OCCT MT Week 8 Updates
In the last Discussion Group session of term, Sowon Park (UCSB) was in conversation with Matthew Reynolds (Oxford) about the neglected issue of script as a key factor in preventing the existence of a more diverse literary canon.
The Oxford-Weidenfeld Translation Prize 2021 opened for submissions on 1 December 2020. The closing date for entries is 31 January 2021. The entry requirements are available here: https://www.occt.ox.ac.uk/oxford-weidenfeld-prize.
OCCT invites submissions for a one-day virtual workshop, Fictions of Retranslations: Retranslating Language and Style in Prose Fiction. The workshop will be hosted online, on 12 March 2021. We encourage doctoral students and early careers researchers working on retranslations of prose to send an abstract (350 words) and a brief bio (150 words) by 14 December 2020 to rowan.anderson@ell.ox.ac.uk and anna.saroldi@ell.ox.ac.uk. For the full CFP see here: https://www.occt.ox.ac.uk/fictions-retranslations-retranslating-language-and-style-prose-fiction.
EVENTS AND CFPs
1. The Centre for Translation and Interpreting Studies, University of Leicester
Presents Over Land, Over Sea: Journeys in Translation Revisited
Thursday 3 December 2020
Time: 4.00pm - 5.30pm (London GMT)
Book your ticket via Eventbrite: https://www.eventbrite.co.uk/e/over-land-over-sea-journeys-in-translation-revisited-tickets-130581236995.

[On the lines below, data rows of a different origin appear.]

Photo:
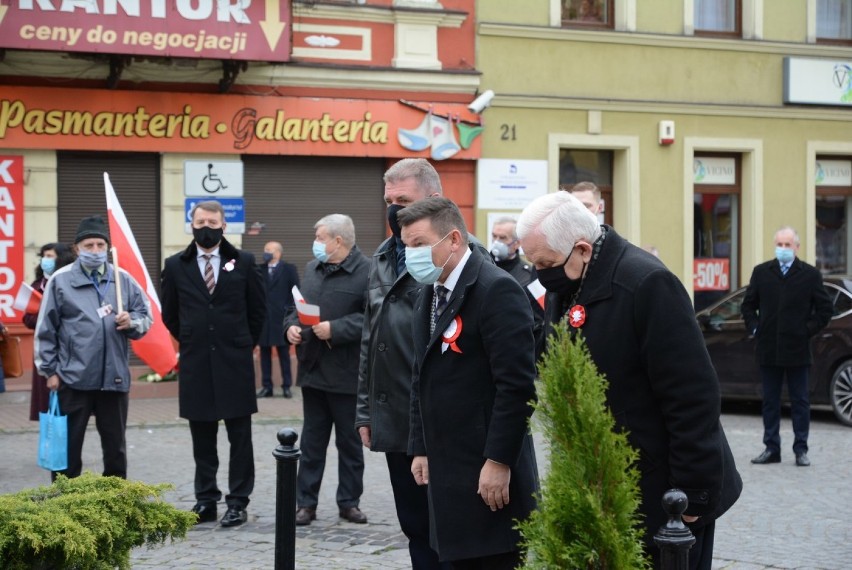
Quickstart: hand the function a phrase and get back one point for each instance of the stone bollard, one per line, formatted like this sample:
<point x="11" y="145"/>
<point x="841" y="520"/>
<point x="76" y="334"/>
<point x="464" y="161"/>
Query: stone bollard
<point x="287" y="455"/>
<point x="674" y="538"/>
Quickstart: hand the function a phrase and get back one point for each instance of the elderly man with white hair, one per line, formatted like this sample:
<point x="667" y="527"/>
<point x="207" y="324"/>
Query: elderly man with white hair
<point x="640" y="328"/>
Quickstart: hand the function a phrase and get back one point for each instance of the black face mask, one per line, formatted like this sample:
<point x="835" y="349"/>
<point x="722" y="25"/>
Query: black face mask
<point x="393" y="209"/>
<point x="207" y="237"/>
<point x="555" y="280"/>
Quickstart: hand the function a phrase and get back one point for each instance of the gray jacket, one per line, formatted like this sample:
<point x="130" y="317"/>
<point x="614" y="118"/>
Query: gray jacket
<point x="75" y="342"/>
<point x="387" y="350"/>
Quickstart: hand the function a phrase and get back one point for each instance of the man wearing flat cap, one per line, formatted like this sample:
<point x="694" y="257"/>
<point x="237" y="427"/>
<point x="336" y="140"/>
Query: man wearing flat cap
<point x="81" y="345"/>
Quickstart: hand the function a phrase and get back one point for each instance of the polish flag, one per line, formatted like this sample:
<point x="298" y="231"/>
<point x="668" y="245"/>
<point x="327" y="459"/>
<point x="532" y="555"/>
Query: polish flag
<point x="155" y="348"/>
<point x="538" y="291"/>
<point x="28" y="300"/>
<point x="308" y="314"/>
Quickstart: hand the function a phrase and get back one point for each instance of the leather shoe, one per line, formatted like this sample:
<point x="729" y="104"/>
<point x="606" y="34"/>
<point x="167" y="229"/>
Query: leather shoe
<point x="353" y="514"/>
<point x="206" y="512"/>
<point x="304" y="516"/>
<point x="235" y="516"/>
<point x="767" y="457"/>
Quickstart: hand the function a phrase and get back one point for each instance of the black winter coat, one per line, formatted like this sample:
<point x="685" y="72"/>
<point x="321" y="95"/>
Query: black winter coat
<point x="217" y="333"/>
<point x="642" y="334"/>
<point x="333" y="366"/>
<point x="786" y="311"/>
<point x="279" y="301"/>
<point x="474" y="404"/>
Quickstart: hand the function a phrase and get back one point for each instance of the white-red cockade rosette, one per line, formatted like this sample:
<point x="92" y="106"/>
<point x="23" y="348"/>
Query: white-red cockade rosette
<point x="451" y="335"/>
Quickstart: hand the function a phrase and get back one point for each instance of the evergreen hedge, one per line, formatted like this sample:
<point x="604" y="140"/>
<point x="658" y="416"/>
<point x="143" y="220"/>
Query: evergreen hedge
<point x="86" y="523"/>
<point x="587" y="510"/>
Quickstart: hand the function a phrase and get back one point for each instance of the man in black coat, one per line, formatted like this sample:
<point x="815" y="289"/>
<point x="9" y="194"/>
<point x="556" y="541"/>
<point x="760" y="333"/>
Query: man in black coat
<point x="214" y="305"/>
<point x="784" y="307"/>
<point x="472" y="385"/>
<point x="280" y="279"/>
<point x="641" y="331"/>
<point x="328" y="353"/>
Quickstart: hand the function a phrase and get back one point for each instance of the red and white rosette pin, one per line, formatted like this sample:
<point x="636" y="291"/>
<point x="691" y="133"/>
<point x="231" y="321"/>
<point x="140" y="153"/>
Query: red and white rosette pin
<point x="577" y="316"/>
<point x="451" y="335"/>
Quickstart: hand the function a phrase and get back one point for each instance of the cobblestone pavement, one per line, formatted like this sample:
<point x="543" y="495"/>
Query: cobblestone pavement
<point x="787" y="518"/>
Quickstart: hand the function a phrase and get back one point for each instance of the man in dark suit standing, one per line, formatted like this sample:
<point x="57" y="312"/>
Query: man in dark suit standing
<point x="214" y="304"/>
<point x="280" y="278"/>
<point x="784" y="307"/>
<point x="472" y="384"/>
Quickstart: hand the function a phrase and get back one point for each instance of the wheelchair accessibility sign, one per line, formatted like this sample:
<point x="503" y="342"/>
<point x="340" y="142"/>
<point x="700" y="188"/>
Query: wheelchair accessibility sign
<point x="235" y="214"/>
<point x="213" y="178"/>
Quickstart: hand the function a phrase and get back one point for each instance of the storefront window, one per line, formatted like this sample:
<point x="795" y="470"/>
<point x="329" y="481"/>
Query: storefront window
<point x="716" y="240"/>
<point x="597" y="13"/>
<point x="834" y="20"/>
<point x="594" y="166"/>
<point x="717" y="17"/>
<point x="833" y="210"/>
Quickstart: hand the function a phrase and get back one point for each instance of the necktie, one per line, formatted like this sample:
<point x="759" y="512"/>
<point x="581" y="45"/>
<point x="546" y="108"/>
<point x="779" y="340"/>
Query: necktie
<point x="209" y="280"/>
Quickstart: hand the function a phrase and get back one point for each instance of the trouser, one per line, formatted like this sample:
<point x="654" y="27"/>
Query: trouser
<point x="240" y="464"/>
<point x="323" y="409"/>
<point x="266" y="366"/>
<point x="412" y="510"/>
<point x="110" y="410"/>
<point x="797" y="388"/>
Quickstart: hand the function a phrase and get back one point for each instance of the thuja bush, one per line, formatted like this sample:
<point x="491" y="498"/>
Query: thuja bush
<point x="90" y="522"/>
<point x="587" y="510"/>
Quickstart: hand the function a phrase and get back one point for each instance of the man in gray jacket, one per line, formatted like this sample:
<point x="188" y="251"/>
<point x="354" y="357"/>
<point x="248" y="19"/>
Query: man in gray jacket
<point x="81" y="345"/>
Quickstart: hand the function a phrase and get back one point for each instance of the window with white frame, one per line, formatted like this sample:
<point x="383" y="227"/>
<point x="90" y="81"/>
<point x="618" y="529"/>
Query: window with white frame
<point x="834" y="20"/>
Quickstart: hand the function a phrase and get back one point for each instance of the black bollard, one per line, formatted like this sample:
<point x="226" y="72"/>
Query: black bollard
<point x="674" y="538"/>
<point x="287" y="455"/>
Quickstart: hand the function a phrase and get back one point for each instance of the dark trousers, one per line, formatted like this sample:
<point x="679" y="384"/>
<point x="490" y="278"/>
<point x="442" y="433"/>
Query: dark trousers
<point x="797" y="387"/>
<point x="240" y="465"/>
<point x="266" y="365"/>
<point x="503" y="561"/>
<point x="110" y="410"/>
<point x="322" y="410"/>
<point x="412" y="510"/>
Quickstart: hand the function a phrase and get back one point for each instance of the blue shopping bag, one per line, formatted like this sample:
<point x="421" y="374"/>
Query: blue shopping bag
<point x="53" y="437"/>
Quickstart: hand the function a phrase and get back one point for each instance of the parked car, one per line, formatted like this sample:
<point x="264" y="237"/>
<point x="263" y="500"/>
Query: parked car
<point x="731" y="348"/>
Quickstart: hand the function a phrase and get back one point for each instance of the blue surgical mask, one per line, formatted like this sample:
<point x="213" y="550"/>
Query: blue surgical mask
<point x="48" y="265"/>
<point x="92" y="261"/>
<point x="784" y="255"/>
<point x="418" y="262"/>
<point x="320" y="253"/>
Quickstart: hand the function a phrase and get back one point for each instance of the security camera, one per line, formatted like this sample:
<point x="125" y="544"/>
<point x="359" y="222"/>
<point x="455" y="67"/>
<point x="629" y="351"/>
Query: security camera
<point x="482" y="102"/>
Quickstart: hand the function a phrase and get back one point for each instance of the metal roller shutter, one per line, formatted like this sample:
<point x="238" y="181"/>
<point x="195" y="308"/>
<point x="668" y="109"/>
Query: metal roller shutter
<point x="288" y="194"/>
<point x="136" y="179"/>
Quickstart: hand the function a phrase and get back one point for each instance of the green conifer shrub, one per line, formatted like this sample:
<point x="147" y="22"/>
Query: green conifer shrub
<point x="87" y="523"/>
<point x="587" y="511"/>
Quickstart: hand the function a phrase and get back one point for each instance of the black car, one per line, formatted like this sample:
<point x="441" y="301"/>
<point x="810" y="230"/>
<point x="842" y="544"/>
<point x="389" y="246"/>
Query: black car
<point x="732" y="350"/>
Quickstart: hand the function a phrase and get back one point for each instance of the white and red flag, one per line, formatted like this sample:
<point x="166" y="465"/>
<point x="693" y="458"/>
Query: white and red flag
<point x="308" y="314"/>
<point x="155" y="348"/>
<point x="538" y="291"/>
<point x="28" y="300"/>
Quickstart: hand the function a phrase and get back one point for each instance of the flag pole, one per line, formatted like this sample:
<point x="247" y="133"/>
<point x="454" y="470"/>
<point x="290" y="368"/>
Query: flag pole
<point x="117" y="280"/>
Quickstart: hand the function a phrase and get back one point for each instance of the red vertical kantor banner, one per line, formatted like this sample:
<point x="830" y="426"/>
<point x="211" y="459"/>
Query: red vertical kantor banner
<point x="11" y="234"/>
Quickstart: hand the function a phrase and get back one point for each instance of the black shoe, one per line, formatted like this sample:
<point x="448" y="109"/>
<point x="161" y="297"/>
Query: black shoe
<point x="304" y="516"/>
<point x="206" y="512"/>
<point x="235" y="516"/>
<point x="353" y="514"/>
<point x="767" y="457"/>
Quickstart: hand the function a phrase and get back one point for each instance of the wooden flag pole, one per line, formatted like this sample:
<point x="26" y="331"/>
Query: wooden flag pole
<point x="117" y="280"/>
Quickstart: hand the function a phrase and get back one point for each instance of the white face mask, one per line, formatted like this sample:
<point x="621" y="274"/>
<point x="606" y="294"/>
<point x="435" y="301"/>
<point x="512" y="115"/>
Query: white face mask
<point x="418" y="262"/>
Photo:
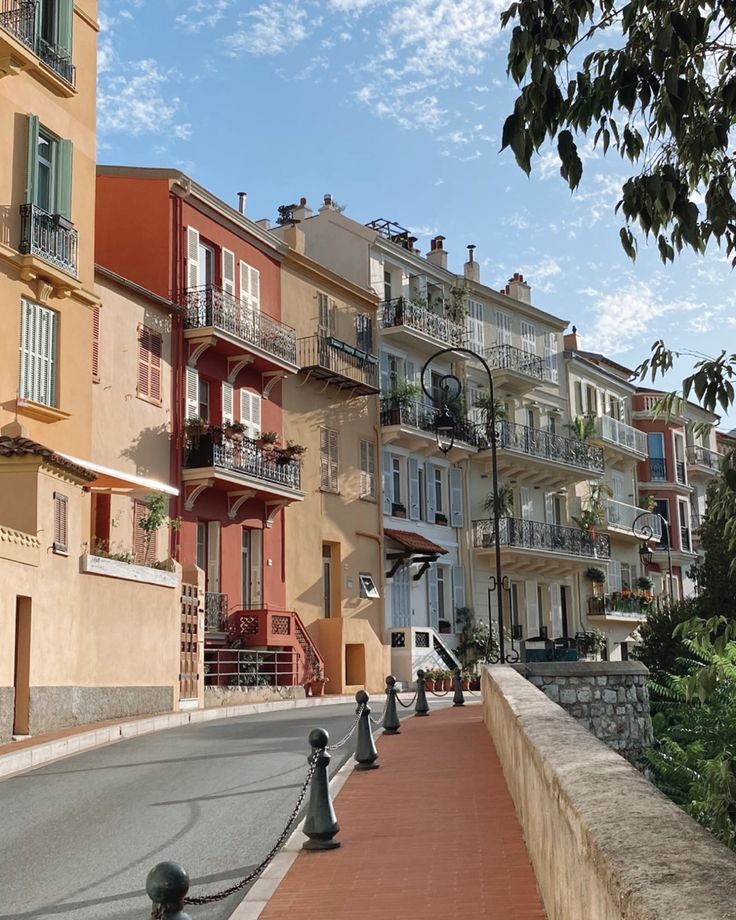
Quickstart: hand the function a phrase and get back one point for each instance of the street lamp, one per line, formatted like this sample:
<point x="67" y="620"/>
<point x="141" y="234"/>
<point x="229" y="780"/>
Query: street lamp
<point x="445" y="426"/>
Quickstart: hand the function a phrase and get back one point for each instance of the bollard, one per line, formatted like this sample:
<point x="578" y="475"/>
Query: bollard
<point x="422" y="706"/>
<point x="458" y="699"/>
<point x="366" y="754"/>
<point x="167" y="885"/>
<point x="391" y="722"/>
<point x="321" y="822"/>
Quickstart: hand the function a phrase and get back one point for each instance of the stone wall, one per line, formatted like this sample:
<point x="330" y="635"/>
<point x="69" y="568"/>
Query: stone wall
<point x="609" y="698"/>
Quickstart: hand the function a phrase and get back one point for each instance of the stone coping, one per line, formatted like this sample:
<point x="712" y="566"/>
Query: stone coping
<point x="604" y="842"/>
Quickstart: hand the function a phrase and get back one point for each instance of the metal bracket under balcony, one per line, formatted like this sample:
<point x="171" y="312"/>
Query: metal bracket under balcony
<point x="323" y="357"/>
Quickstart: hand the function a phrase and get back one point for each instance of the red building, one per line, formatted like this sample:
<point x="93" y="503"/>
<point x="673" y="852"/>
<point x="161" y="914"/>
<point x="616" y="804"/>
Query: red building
<point x="230" y="354"/>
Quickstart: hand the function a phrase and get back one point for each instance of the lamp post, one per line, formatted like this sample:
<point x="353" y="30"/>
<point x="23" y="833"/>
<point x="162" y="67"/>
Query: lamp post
<point x="444" y="426"/>
<point x="646" y="532"/>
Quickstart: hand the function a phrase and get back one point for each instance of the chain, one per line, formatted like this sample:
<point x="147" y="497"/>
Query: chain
<point x="342" y="740"/>
<point x="221" y="895"/>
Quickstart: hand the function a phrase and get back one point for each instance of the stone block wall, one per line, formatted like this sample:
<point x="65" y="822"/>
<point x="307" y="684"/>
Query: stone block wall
<point x="609" y="698"/>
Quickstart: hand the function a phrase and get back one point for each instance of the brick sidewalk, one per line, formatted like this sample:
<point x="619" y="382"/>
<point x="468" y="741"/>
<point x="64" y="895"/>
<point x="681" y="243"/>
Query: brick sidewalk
<point x="433" y="833"/>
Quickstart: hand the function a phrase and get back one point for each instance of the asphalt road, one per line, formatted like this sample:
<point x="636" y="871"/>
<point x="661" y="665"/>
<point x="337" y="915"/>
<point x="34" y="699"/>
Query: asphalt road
<point x="78" y="837"/>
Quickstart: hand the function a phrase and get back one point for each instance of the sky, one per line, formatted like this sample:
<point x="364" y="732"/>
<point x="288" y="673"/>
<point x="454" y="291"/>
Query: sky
<point x="395" y="108"/>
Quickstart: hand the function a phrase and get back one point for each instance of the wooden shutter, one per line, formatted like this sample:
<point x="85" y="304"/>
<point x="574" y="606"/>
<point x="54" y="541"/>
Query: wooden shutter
<point x="96" y="344"/>
<point x="457" y="514"/>
<point x="228" y="272"/>
<point x="227" y="403"/>
<point x="192" y="257"/>
<point x="63" y="179"/>
<point x="61" y="523"/>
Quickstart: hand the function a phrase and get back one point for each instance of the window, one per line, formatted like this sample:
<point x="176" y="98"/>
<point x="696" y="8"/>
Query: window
<point x="38" y="344"/>
<point x="368" y="470"/>
<point x="328" y="459"/>
<point x="61" y="523"/>
<point x="149" y="365"/>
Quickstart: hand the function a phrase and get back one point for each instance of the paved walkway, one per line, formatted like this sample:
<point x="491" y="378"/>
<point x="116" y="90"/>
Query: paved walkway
<point x="433" y="833"/>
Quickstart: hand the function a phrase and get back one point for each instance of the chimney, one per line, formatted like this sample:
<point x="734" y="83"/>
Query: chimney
<point x="437" y="255"/>
<point x="519" y="289"/>
<point x="573" y="340"/>
<point x="302" y="211"/>
<point x="471" y="269"/>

The Centre for Translation and Interpreting Studies, University of Leicester, invites you to a special event of the 20-21 seminar series: Over Land, Over Sea: Journeys in Translation Revisited.
The seminar will appeal to people interested in poetry, migration and translation as well as those who are following the ongoing efforts to translate poems from Over Land, Over Sea: Poems for those seeking refuge (Five Leaves Publication, 2015) into other languages.
The seminar will hear from Journeys in Translation coordinator, Ambrose Musiyiwa, who will give an overview of the initiative; Monica Manolachi, who is coordinating translations into Romanian; and Pietro Deandrea, who translated Over Land, Over Sea into Italian to give us Per terra e per mare: Poesie per chi è in cerca di rifugio which was released from CivicLeicester in September this year.
A number of featured poets will also read their work and respond to the translations. The poets taking part are: Joanne Limburg who contributed “Backscatter Song” (Over Land, Over Sea, p.8) and “So Many Set Out” (p.63); Laila Sumpton who contributed “Landing on Lampedusa” (p.40) and “Please look after this bear” (p.101); and, Sibyl Ruth who translated her great aunt Rose Scooler's poem, from its German original,“Vale Terezin”, into "Goodbye to Theresienstadt" in English for Over Land, Over Sea (p.57).
The readings and discussion will be followed by a Q&A.
Also speaking at the event are: Phil Horspool, Director of the English Language Teaching Unit (ELTU) and Chair of the Leicester University of Sanctuary Steering Group; Chiara Denaro of Watch the Med Alarmphone which runs a self-organized hotline for people in distress in the Mediterranean Sea; and Yagoub Kibeida, Executive Director of Mosaico: Azioni per i Rifugiati, a non-partisan association founded in Turin in 2006 which supports refugees, promotes human rights and disseminates knowledge and information on forced migration.
The event builds on the Journeys in Translation seminar that was held at the University of Leicester in November 2017 which looked at poetry, migration and translation and featured contributions from a number of poets and translators involved with the initiative and University of Leicester staff and students.
2. Titled Axis Press has launched a call for essays on the topic, "What does it mean to decolonise translation?"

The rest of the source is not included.